Two police officers saw an old woman staggering down the street, stopping her they can tell she has had far too much to drink and instead of taking her to jail they decide to just drive her home. They loaded her into the police cruiser one of the officers gets in the back with the drunk woman.
As they drove through the streets they kept asking the old woman where she lived, all the old lady would say as she stroked the officers arm is, “You’re Passionate.”
They drove awhile longer and asked again, but again the same response as she stroked his arm, “You’re Passionate.”
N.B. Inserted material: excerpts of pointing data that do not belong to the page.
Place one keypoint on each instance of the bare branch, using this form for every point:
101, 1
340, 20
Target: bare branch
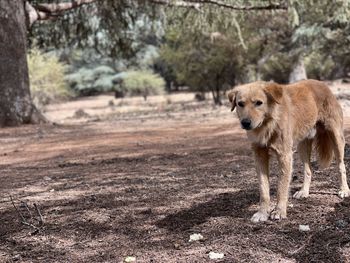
41, 219
50, 11
19, 212
60, 7
197, 4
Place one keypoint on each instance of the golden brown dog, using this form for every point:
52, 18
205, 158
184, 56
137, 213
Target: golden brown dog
277, 116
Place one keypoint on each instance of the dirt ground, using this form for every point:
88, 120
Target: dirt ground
118, 178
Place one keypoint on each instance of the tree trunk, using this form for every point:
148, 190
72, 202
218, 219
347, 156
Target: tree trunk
298, 70
16, 105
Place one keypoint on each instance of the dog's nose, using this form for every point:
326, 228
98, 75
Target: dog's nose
246, 124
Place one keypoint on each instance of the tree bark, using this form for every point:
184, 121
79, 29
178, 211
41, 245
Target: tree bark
16, 105
298, 71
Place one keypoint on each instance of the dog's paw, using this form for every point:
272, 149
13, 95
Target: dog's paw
260, 216
278, 214
344, 193
301, 194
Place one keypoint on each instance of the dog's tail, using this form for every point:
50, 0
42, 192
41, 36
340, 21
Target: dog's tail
324, 145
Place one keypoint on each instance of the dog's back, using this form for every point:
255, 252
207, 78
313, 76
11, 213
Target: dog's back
313, 104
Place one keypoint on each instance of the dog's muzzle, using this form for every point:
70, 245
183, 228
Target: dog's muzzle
246, 124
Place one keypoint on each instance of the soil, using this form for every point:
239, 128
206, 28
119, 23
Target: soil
139, 184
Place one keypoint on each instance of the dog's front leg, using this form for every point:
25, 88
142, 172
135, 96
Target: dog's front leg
262, 169
285, 159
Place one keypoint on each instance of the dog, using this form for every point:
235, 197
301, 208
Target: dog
276, 117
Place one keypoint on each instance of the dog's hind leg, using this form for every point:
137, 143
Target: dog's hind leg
304, 149
262, 169
339, 145
285, 159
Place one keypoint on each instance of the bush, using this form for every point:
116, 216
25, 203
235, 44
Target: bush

The officers were getting a little upset so they stopped the car and said to the woman, “Look we have driven around this city for two hours and you still haven’t told us where you live!”
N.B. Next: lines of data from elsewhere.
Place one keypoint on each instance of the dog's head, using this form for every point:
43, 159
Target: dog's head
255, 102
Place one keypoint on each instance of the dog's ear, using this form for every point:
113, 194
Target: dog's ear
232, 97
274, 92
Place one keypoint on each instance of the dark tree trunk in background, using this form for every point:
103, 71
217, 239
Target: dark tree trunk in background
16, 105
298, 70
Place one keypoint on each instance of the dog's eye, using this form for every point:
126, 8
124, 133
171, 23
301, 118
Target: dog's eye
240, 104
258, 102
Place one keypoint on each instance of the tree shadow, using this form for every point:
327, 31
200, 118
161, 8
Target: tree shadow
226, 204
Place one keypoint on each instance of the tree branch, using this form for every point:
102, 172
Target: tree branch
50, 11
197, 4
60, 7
She replied, “I keep trying to tell you, you’re passin it!”
A man was sitting on the edge of the bed, watching his wife, who was looking at herself in the mirror. Since her birthday was not far off he asked what she’d like to have for her birthday.
‘I’d like to be six again’, she replied, still looking in the mirror .
On the morning of her Birthday, he arose early, made her a nice big bowl of Lucky Charms, and then took her to Six Flags theme park. What a day! He put her on every ride in the park; the Death Slide, the Wall of Fear, the Screaming Roller Coaster, everything there was.
Five hours later they staggered out of the theme park. Her head was reeling and her stomach felt upside down. He then took her to a McDonald’s where he ordered her a Happy Meal with extra fries and a chocolate shake.
Then it was off to a movie, popcorn, a soda pop, and her favourite candy, M&M’s. What a fabulous adventure!
Finally she wobbled home with her husband and collapsed into bed exhausted.
He leaned over his wife with a big smile and lovingly asked, ‘Well Dear, what was it like being six again?’
Her eyes slowly opened and her expression suddenly changed.
‘I meant my dress size, you retard!!!!’
Moral of the story: Even when a man is listening, he is gonna get it wrong =))
An old lady offers the bus driver some peanuts…so the driver happily munches them. Every 5 minutes she gives him a handful more peanuts..
Driver: Why don’t you eat them yourself?
Old lady: I can’t chew. Look, I have no teeth..
Driver: Then why do you buy them?
Old lady: Oh, I just love the chocolates around them!”:D=D=))
A young lady in the maternity ward just prior to labour is asked by the midwife if she would like her husband to be present at the birth.
“I’m afraid I don’t have a husband” she replies
“O.K. do you have a boyfriend?” asks the Midwife “No, no boyfriend either.”
“Do you have a partner then?”
“No, I’m unattached, I’ll be having my baby on my own.”
After the birth the midwife again speaks to the young woman. “You have a healthy bouncing baby girl, but I must warn you before you see her that the baby is black”
“Well,” replies the girl. “I was very down on my luck, with no money and nowhere to live, and so I accepted a job in a Porno movie. The lead man was black.”
“Oh, I’m very sorry,” says the midwife, “that’s really none of my business and I’m sorry that I have to ask you these awkward questions but I must also tell you that the baby has blonde hair.”
“Well yes,” the girl again replies, “you see I desperately needed the money and there was this Swedish guy also involved in the movie, what else could I do?”
“Oh, I’m sorry,” the midwife repeats, “that’s really none of my business and I hate to pry further but your baby has slanted eyes.”
“Well yes,” continues the girl, “I was incredibly hard up and there was a little Chinese man also in the movie, I really had no choice.”
At this the midwife again apologises collects the baby and presents her to the girl, who immediately proceeds to give baby a slap on the bum. The baby starts crying and the mother exclaims,
“Well thank fuck for that !”
“What do you mean?” says the midwife, shocked.
“Well,” says the girl extremely relieved, “I had this horrible feeling that the little bastard was going to bark!”